The problems that complicate the establishment of a common and coherent infrastructure to be used across the intelligence community are keeping Greg Gardner awake at night. The deputy chief information officer for the Office of the Director of National Intelligence said he sees implementing information sharing as his office’s mission.
According to Gardner, a program to support the mission is in the works: the protected information exchange, an unclassified project that would operate on its own virtual private network and be certified and accredited for official use only. Through the exchange, intelligence could be shared on issues such as operating environments in Afghanistan and information on Pakistan, according to Gardner.
Initially populated by non-military interests, the exchange -- called PIX -- so far targets entities such as the State Department, the U.S. Agency for International Development and non-government organizations. “We want to give them force protection information and communications,” Gardner said at a luncheon presented by the DC chapter of the Armed Forces Communications and Electronics Association.
PIX would operate similar to a wiki, populated with information from users about locales and events. “It’s going to take some time" to build, Gardner said. “We have to convince people that getting out of gmail and Google docs is the way to go.
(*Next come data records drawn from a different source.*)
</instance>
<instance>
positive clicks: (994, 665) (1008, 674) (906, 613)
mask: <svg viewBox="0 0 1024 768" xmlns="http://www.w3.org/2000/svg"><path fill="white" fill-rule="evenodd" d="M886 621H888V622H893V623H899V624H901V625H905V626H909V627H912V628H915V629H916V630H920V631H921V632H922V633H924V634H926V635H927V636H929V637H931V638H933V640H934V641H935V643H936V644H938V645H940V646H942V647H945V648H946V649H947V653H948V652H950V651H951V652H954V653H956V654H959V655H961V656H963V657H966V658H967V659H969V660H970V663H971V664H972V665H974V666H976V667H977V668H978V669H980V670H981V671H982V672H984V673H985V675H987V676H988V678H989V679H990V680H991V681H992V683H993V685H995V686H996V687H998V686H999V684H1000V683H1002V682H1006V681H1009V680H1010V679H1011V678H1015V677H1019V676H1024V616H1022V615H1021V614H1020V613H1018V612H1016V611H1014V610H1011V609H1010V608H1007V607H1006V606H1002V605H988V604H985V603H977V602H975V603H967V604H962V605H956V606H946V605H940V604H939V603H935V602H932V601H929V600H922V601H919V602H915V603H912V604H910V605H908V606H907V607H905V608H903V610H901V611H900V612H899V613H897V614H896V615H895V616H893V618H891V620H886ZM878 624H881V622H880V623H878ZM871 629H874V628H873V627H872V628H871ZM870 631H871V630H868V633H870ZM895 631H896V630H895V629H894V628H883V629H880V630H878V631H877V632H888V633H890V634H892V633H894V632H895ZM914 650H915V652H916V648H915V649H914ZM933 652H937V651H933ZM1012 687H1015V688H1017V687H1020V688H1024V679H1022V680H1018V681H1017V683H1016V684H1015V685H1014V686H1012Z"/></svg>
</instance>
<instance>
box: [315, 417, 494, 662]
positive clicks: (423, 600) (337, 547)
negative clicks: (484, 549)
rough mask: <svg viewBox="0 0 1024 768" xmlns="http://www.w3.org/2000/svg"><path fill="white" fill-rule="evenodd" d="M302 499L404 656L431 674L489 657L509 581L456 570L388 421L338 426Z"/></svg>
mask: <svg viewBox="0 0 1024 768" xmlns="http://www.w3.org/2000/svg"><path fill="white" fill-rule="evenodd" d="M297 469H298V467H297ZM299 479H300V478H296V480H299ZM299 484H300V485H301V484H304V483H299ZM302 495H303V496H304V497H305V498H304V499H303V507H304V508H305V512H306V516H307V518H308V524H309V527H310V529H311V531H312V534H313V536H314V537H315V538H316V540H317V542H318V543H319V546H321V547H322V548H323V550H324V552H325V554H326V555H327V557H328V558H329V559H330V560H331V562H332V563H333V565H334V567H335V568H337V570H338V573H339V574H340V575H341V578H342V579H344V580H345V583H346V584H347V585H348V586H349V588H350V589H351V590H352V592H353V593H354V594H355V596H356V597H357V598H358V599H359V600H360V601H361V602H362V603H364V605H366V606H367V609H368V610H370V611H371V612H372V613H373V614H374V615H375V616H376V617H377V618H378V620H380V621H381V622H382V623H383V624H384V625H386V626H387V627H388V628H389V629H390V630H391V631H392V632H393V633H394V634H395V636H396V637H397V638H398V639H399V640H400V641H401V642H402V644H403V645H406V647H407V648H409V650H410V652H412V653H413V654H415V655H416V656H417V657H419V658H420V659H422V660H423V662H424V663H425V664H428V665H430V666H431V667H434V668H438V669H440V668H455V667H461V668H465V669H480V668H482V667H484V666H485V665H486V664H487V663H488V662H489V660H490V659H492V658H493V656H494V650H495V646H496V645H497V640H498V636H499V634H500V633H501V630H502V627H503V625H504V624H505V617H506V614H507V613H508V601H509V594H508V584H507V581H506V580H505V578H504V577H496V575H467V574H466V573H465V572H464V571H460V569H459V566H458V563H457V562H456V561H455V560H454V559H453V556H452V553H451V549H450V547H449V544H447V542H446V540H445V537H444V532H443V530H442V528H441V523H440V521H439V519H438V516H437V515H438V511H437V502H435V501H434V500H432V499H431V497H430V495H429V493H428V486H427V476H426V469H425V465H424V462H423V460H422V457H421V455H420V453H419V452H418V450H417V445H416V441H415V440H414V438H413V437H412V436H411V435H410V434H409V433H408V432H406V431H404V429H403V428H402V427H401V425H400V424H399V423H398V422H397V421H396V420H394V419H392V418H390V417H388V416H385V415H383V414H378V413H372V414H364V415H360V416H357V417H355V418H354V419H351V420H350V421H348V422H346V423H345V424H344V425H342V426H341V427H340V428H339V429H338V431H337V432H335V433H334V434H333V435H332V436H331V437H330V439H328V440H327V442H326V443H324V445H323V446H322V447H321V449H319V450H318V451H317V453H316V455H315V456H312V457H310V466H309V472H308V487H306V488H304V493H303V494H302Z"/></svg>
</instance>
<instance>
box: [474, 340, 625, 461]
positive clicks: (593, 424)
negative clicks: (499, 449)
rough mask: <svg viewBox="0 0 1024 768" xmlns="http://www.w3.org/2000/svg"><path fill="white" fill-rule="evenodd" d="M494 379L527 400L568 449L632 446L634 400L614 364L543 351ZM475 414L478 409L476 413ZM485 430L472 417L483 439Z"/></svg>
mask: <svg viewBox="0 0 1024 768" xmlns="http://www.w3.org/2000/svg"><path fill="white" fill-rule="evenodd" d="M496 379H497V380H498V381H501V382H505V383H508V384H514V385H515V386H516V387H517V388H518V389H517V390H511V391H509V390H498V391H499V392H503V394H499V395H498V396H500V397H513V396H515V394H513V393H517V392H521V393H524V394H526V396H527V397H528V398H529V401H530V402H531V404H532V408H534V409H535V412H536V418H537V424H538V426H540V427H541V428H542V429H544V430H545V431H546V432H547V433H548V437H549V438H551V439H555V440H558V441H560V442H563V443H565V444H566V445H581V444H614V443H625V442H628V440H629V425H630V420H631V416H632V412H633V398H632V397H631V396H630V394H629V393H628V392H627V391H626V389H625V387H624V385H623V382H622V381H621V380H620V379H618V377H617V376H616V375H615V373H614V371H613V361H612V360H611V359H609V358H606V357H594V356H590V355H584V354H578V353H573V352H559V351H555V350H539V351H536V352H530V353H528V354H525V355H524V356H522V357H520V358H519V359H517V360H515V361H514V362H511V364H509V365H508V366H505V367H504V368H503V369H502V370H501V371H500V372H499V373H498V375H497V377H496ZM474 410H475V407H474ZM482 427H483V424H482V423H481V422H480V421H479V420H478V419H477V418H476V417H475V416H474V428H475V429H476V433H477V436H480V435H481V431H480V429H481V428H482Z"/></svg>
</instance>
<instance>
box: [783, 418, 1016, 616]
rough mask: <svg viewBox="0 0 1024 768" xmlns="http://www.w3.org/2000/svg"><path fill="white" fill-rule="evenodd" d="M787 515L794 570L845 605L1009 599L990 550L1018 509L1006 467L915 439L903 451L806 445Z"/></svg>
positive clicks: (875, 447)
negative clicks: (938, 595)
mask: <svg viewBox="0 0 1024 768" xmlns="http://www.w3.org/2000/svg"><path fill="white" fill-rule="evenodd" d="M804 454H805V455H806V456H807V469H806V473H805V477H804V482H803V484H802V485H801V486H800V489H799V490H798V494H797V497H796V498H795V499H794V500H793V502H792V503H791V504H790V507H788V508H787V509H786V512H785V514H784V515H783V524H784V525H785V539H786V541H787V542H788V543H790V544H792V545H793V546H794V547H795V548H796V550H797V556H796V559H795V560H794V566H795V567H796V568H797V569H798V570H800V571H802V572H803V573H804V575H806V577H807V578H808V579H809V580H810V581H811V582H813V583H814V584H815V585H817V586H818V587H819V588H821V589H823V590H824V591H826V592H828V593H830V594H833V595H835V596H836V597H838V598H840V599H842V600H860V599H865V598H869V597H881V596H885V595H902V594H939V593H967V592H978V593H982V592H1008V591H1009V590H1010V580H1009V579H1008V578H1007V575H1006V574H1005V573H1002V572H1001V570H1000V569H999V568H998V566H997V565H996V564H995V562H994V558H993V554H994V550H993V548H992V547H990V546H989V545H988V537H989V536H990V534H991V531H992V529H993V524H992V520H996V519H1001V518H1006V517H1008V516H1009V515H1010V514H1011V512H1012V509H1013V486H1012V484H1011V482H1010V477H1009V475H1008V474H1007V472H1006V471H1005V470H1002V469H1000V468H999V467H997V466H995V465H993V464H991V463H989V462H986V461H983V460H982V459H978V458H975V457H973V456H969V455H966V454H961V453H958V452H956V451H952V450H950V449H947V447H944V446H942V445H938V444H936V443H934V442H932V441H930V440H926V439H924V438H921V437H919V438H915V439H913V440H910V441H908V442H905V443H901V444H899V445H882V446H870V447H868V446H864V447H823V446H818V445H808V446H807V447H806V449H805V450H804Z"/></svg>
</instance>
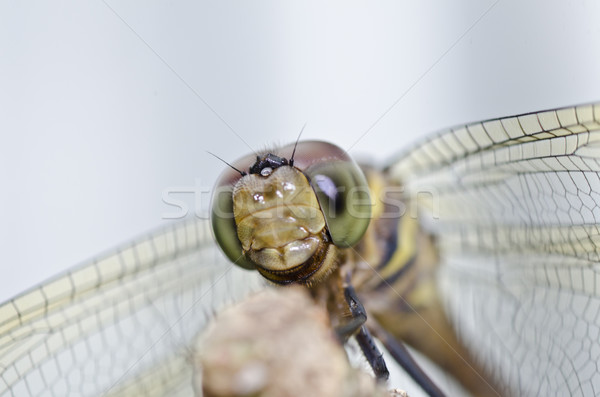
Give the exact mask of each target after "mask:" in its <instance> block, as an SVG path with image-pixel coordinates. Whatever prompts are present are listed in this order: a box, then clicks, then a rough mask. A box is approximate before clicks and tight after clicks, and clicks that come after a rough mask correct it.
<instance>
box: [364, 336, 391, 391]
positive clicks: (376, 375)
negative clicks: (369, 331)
mask: <svg viewBox="0 0 600 397" xmlns="http://www.w3.org/2000/svg"><path fill="white" fill-rule="evenodd" d="M356 341H357V342H358V345H359V346H360V350H362V352H363V354H364V355H365V358H366V359H367V361H368V362H369V365H370V366H371V368H372V369H373V372H374V373H375V377H376V378H377V380H383V381H385V380H387V379H388V377H389V376H390V373H389V372H388V369H387V366H386V365H385V360H384V359H383V354H382V353H381V351H380V350H379V348H378V347H377V345H376V344H375V341H374V340H373V337H372V336H371V333H370V332H369V330H368V329H367V327H365V326H364V325H363V326H362V327H360V331H358V334H356Z"/></svg>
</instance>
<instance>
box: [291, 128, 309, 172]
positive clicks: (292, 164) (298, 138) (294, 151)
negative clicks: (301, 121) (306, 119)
mask: <svg viewBox="0 0 600 397" xmlns="http://www.w3.org/2000/svg"><path fill="white" fill-rule="evenodd" d="M304 127H306V123H304V125H303V126H302V129H301V130H300V133H299V134H298V138H296V143H295V144H294V150H293V151H292V157H290V165H294V155H295V154H296V146H298V141H300V137H301V136H302V133H303V132H304Z"/></svg>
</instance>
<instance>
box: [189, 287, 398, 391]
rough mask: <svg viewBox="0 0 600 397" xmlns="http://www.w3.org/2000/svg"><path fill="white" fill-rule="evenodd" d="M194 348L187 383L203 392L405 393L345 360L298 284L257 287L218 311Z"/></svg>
mask: <svg viewBox="0 0 600 397" xmlns="http://www.w3.org/2000/svg"><path fill="white" fill-rule="evenodd" d="M197 351H198V352H201V353H199V354H198V356H197V357H196V359H195V361H196V365H197V367H198V371H201V374H202V376H201V378H202V381H201V382H200V379H197V381H196V385H195V386H196V390H200V389H202V391H203V395H204V396H206V397H216V396H265V397H270V396H273V397H275V396H277V397H285V396H323V397H328V396H332V397H333V396H336V397H361V396H382V397H383V396H403V395H406V394H401V393H403V392H401V391H399V390H395V391H387V390H385V389H384V388H383V387H382V385H379V384H377V383H376V382H375V380H374V379H373V378H372V377H371V376H369V375H368V374H366V373H364V372H363V371H361V370H358V369H355V368H352V367H351V366H350V365H349V363H348V359H347V357H346V354H345V351H344V350H343V347H342V346H341V345H340V344H339V343H338V341H337V340H336V338H335V336H334V333H333V331H332V329H331V326H330V325H329V317H328V314H327V312H326V311H325V310H323V309H321V308H320V307H317V306H316V305H315V304H314V303H313V302H312V300H311V299H310V298H309V296H308V294H307V292H306V290H304V289H302V288H294V287H292V288H277V289H271V290H267V291H263V292H261V293H258V294H255V295H253V296H251V297H250V298H249V299H247V300H245V301H244V302H242V303H240V304H238V305H236V306H234V307H232V308H230V309H228V310H225V311H223V312H222V313H219V315H218V316H217V318H216V321H215V322H214V323H213V324H212V325H211V326H210V327H209V329H208V330H207V332H205V333H204V334H203V336H202V337H201V338H200V340H199V344H198V349H197ZM393 393H396V394H393Z"/></svg>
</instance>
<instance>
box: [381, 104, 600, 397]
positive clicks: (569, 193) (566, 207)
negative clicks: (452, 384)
mask: <svg viewBox="0 0 600 397" xmlns="http://www.w3.org/2000/svg"><path fill="white" fill-rule="evenodd" d="M599 121H600V104H595V105H583V106H577V107H570V108H564V109H558V110H553V111H547V112H539V113H532V114H525V115H521V116H516V117H508V118H502V119H496V120H490V121H486V122H482V123H475V124H470V125H466V126H461V127H458V128H454V129H451V130H449V131H444V132H442V133H440V134H438V135H436V136H434V137H432V138H430V139H429V140H427V141H426V142H424V143H423V144H422V145H420V146H419V147H417V148H415V149H414V150H412V151H410V152H409V153H408V154H406V155H405V156H404V157H403V158H401V160H399V161H398V162H396V163H395V164H394V165H393V166H392V167H390V170H389V171H390V172H391V173H392V175H394V176H395V177H396V178H398V179H400V180H402V181H403V182H404V183H405V186H406V188H407V192H408V194H409V195H410V196H411V197H412V199H413V200H418V201H419V202H420V203H421V204H422V205H421V209H422V211H423V212H422V214H421V215H422V219H423V224H424V226H425V227H426V228H428V229H429V230H431V231H432V232H433V233H435V234H436V235H437V236H438V239H439V246H440V250H441V255H442V260H443V263H444V265H445V266H443V267H442V272H441V288H442V291H443V293H444V296H445V297H446V299H447V302H446V303H447V305H448V311H449V313H450V316H451V317H452V319H453V321H454V322H455V325H456V327H457V328H458V331H459V333H460V334H461V335H462V336H463V337H464V340H465V341H467V343H468V344H469V345H471V347H472V349H473V350H474V351H475V352H476V354H477V355H478V356H479V358H480V359H481V360H482V361H484V362H485V363H486V365H488V366H489V368H490V369H492V370H493V371H494V372H495V374H496V375H497V376H498V377H500V378H501V379H502V380H503V381H505V382H508V383H510V384H511V385H513V387H515V388H516V389H517V390H518V391H519V392H520V394H524V395H597V394H598V393H599V392H600V369H599V367H598V363H599V362H600V277H599V274H598V270H600V233H599V231H600V230H599V226H600V225H599V222H600V174H599V173H600V162H599V160H600V146H599V142H600V123H599Z"/></svg>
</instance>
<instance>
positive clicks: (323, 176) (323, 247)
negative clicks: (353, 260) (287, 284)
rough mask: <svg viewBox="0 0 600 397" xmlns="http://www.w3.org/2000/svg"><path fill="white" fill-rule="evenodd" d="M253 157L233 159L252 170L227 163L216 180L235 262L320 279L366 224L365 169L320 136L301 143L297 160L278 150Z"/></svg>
mask: <svg viewBox="0 0 600 397" xmlns="http://www.w3.org/2000/svg"><path fill="white" fill-rule="evenodd" d="M287 148H289V147H285V148H283V149H282V152H284V151H285V150H286V149H287ZM249 160H250V158H244V159H241V160H239V161H237V162H235V163H234V164H233V165H234V167H235V168H237V169H243V170H245V169H249V172H248V173H245V172H238V173H234V172H233V171H231V170H227V171H226V172H225V173H224V174H223V175H222V176H221V178H220V180H219V182H218V183H217V188H216V191H215V195H214V196H213V203H212V225H213V232H214V234H215V237H216V240H217V242H218V244H219V246H220V247H221V249H222V250H223V251H224V252H225V254H226V255H227V256H228V257H229V259H231V260H232V261H233V262H234V263H235V264H237V265H239V266H241V267H244V268H247V269H256V270H258V271H259V272H260V273H261V274H262V275H263V276H265V277H266V278H267V279H269V280H271V281H273V282H275V283H278V284H289V283H294V282H296V283H308V282H315V281H318V280H320V279H323V278H324V277H325V276H326V275H327V274H329V273H330V272H331V271H332V270H333V269H335V267H336V266H337V264H338V262H339V259H340V249H341V248H347V247H350V246H352V245H354V244H356V243H357V242H358V241H359V240H360V239H361V238H362V236H363V234H364V232H365V231H366V229H367V226H368V224H369V220H370V215H371V201H370V198H369V192H368V186H367V181H366V178H365V177H364V175H363V173H362V171H361V170H360V168H359V167H358V165H357V164H356V163H355V162H354V161H353V160H352V159H351V158H350V157H349V156H348V155H347V154H346V153H345V152H344V151H343V150H342V149H340V148H339V147H337V146H335V145H332V144H329V143H325V142H317V141H308V142H301V143H299V144H298V146H297V156H295V158H294V161H293V165H291V164H290V163H291V161H289V160H287V159H286V158H284V157H280V156H277V155H275V154H273V153H266V154H263V155H260V156H256V157H255V158H253V161H252V160H250V161H249ZM244 161H245V162H246V163H245V164H244V163H243V162H244Z"/></svg>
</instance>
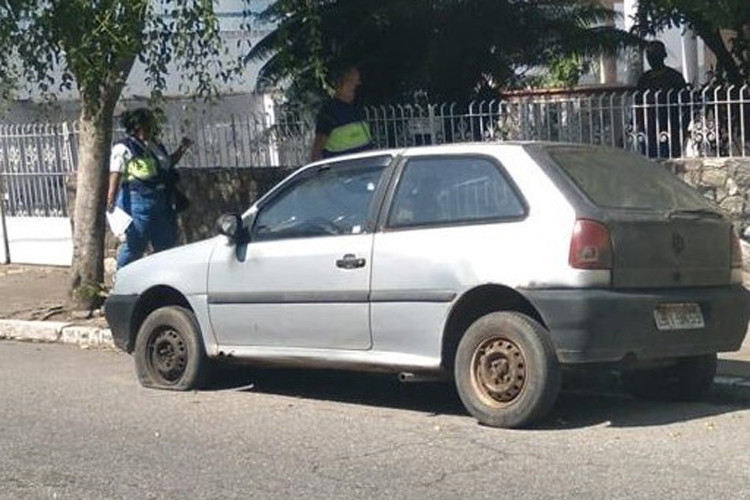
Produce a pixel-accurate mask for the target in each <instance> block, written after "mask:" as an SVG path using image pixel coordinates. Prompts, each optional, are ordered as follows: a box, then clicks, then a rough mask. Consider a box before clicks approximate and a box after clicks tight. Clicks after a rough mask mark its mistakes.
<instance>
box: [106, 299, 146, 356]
mask: <svg viewBox="0 0 750 500" xmlns="http://www.w3.org/2000/svg"><path fill="white" fill-rule="evenodd" d="M138 297H139V296H138V295H110V296H109V297H108V298H107V301H106V302H105V303H104V317H105V318H106V319H107V323H108V324H109V329H110V330H111V331H112V339H113V340H114V342H115V345H116V346H117V347H118V348H119V349H122V350H123V351H125V352H133V348H134V345H133V339H134V338H135V335H134V332H133V331H132V324H133V311H134V310H135V306H136V303H137V302H138Z"/></svg>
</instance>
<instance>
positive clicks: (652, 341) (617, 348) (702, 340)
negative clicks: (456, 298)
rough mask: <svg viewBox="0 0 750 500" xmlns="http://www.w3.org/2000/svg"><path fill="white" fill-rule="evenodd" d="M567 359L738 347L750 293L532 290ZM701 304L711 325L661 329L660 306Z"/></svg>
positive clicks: (553, 339)
mask: <svg viewBox="0 0 750 500" xmlns="http://www.w3.org/2000/svg"><path fill="white" fill-rule="evenodd" d="M525 292H526V293H525V295H526V297H527V298H528V299H529V300H530V301H531V302H532V304H534V306H535V307H536V308H537V310H538V311H539V312H540V314H541V316H542V319H543V320H544V322H545V324H546V326H547V328H548V329H549V331H550V333H551V336H552V341H553V343H554V345H555V349H556V352H557V357H558V359H559V360H560V362H562V363H569V364H572V363H591V362H619V361H629V360H633V361H637V360H657V359H664V358H678V357H685V356H698V355H702V354H710V353H716V352H728V351H736V350H737V349H739V348H740V345H741V344H742V340H743V339H744V338H745V334H746V332H747V327H748V317H749V316H750V293H749V292H748V291H747V290H745V288H743V287H742V286H731V287H730V286H727V287H708V288H687V289H644V290H627V291H622V290H620V291H618V290H592V289H554V290H526V291H525ZM665 303H697V304H699V305H700V308H701V311H702V313H703V318H704V322H705V327H704V328H700V329H691V330H666V331H665V330H659V329H658V328H657V327H656V322H655V319H654V308H655V307H656V306H657V305H659V304H665Z"/></svg>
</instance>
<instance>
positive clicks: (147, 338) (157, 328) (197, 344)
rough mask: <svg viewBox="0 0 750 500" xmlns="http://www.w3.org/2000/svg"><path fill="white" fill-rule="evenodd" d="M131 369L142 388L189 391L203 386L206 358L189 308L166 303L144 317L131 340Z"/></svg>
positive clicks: (207, 370) (198, 328)
mask: <svg viewBox="0 0 750 500" xmlns="http://www.w3.org/2000/svg"><path fill="white" fill-rule="evenodd" d="M133 357H134V358H135V369H136V374H137V375H138V381H139V382H140V383H141V385H143V386H144V387H152V388H155V389H168V390H173V391H189V390H192V389H200V388H202V387H203V386H204V384H205V382H206V378H207V372H208V358H207V357H206V351H205V349H204V347H203V339H202V337H201V330H200V326H199V325H198V320H197V319H196V318H195V315H194V314H193V312H192V311H190V310H188V309H185V308H184V307H178V306H169V307H162V308H160V309H156V310H155V311H153V312H152V313H151V314H149V315H148V316H147V317H146V320H145V321H144V322H143V324H142V325H141V328H140V329H139V330H138V336H137V337H136V341H135V350H134V351H133Z"/></svg>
We have a vision for where we want PIX to go, but so far it’s just the infrastructure and a couple small programs I’m not going to identify.”
Creating this kind of data-sharing infrastructure will require the federal government to improve operations as the mission goes on – and “it’s kind of like changing your oil while driving at 60 miles per hour,” Gardner said. He added that multitasking is key to facilitating department-wide information sharing.
“Identity and access management, collaboration tools, production and storage and networks – these are our five swim lanes [for building communications infrastructure across the intelligence community],” Gardner said. “And it needs to be totally reliable and robust.”